Dana und Vassilios hockten neben dem Staatsanwalt vor dem Laptop in einem kleinen Besprechungszimmer des Gerichtsgebäudes. Acht nüchterne Stühle um einen nüchternen Tisch.
Auf dem Monitor blickte ihnen Maria Cruz’ Gesicht entgegen. Gerade hatte sie erfahren, dass das griechische Gericht Douglas Turner freisprechen wollte.
Ihre Miene zeigte keine Emotionen. Dann beugte sie sich noch näher an die Kamera, sodass ihr Gesicht den Bildschirm komplett ausfüllte.
»Sie müssen Berufung einlegen«, sagte sie entschieden.

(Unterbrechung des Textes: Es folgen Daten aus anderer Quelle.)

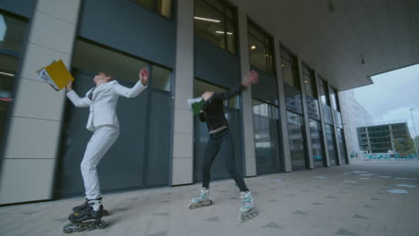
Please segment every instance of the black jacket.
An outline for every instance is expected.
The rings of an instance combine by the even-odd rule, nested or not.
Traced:
[[[245,87],[242,83],[230,88],[230,90],[222,93],[214,93],[202,105],[202,111],[200,113],[201,122],[207,122],[209,131],[218,129],[221,126],[227,126],[228,123],[224,116],[223,101],[239,94]]]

»Ohne neue Beweise ist das sinnlos«, sagte Stouvratos. »Ich zögere bloß das Verfahren unnötig hinaus.«
»Wir haben ausgezeichnete Beweise geliefert!«, rief sie. »Das Ganze hier hat nichts mehr mit Recht und Gerechtigkeit zu tun!«, wütete sie. »Dieses Gericht überschreitet seine Zuständigkeiten maßlos! Es ist ein blödes Machtspiel, sonst nichts!«
»Das wir mitspielen müssen«, erwiderte Dana. »Sonst ist Turner in wenigen Minuten draußen.«
Dana beugte sich vor, sodass auch ihr Gesicht das kleine Fenster am oberen Rand des Computers völlig ausfüllte.
»Maria. Wir müssen ihnen einen Beweis liefern. Und zwar den eindeutigsten, den wir haben!«
»Himmel, ist dir klar, was das bedeutet? Selbst wenn wir ihn liefern, kann der Kerl immer noch behaupten, dass er ihm nicht genügt.«
»Das kann er nicht«, sagte Dana. »Er ist zu eindeutig.«
»Pah, was ist schon eindeutig! Abgesehen davon liefern wir damit den Amerikanern eine der Kronjuwelen der Anklage.«
»Früher oder später müssen wir das ohnehin tun«, wandte Dana ein. »Ohne den Beweis wird Turner mit Sicherheit nie vor deinem Gericht stehen.«
Maria starrte sie vom Bildschirm aus an. Wog ab.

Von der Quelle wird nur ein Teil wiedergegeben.